Hey, thanks for the reply!
50% CPU, now that you're asking, I didn't pay attention to that detail, lol! I stared at the top of "htop", perhaps it was only 1 core. It was shown with my process at the top, eating most of it, though.
I have to look into "time", and kernel level profilers sounds interesting, too, but probably quite involved to set up?
Cache coherency or rather its lack... there rings a bell, I think that problem is there.
While it does seem very plausible that my CPU just hasn't got enough horse power, I still wonder what iperf is doing better (if not exactly impressively), and why that one day, it seemed consistent zero packet loss after I set 8 MB buffers (4MB was barely not enough, there seemed to be a roughly proportionate effect).
I will try out what happens with only one system call! Edit:
Ok, I tried it with only receive, without poll, and checking for timeout in a low frequency thread. That reduced the CPU load at best slighty.

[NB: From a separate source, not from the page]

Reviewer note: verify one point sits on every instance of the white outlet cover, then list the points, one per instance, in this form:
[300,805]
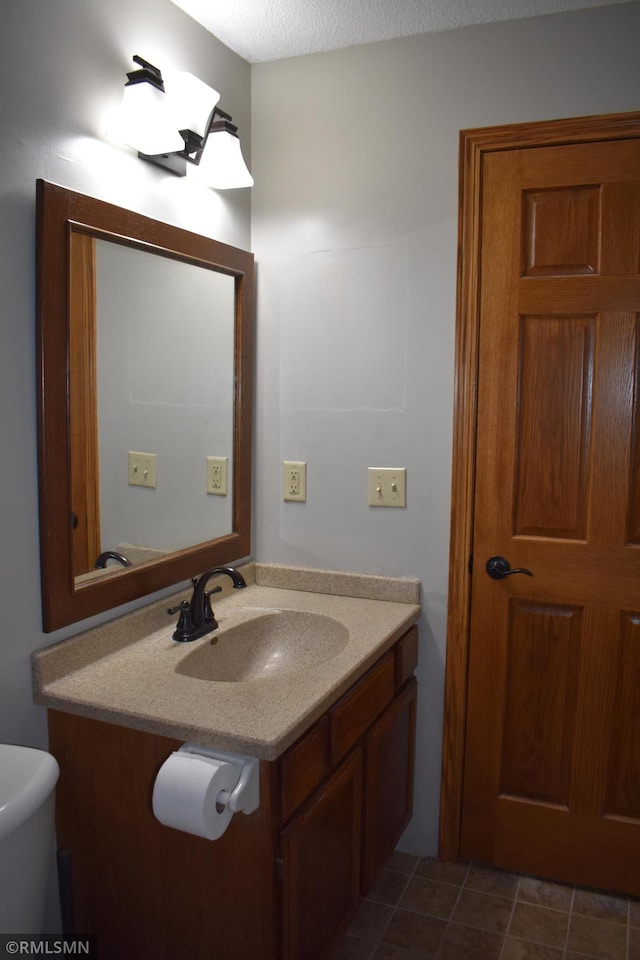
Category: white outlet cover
[217,468]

I wonder why it's not always the same - sometimes the core0 is, given my goal data rate, at 95..99% and then there is no packet loss, but when it gets to 100%, not surprisingly, there is.
Core1 is mostly < 2% busy.
I disabled the LXDE desktop completely to see whether the barely enough CPU (99%) would be more repeatable then, but it's not.
I'll look into whether all parts of my gear supports jumbo frames, to reduce the number of packets/sec I get...
=> Too bad, the iMX6 won't go above 1500 MTU.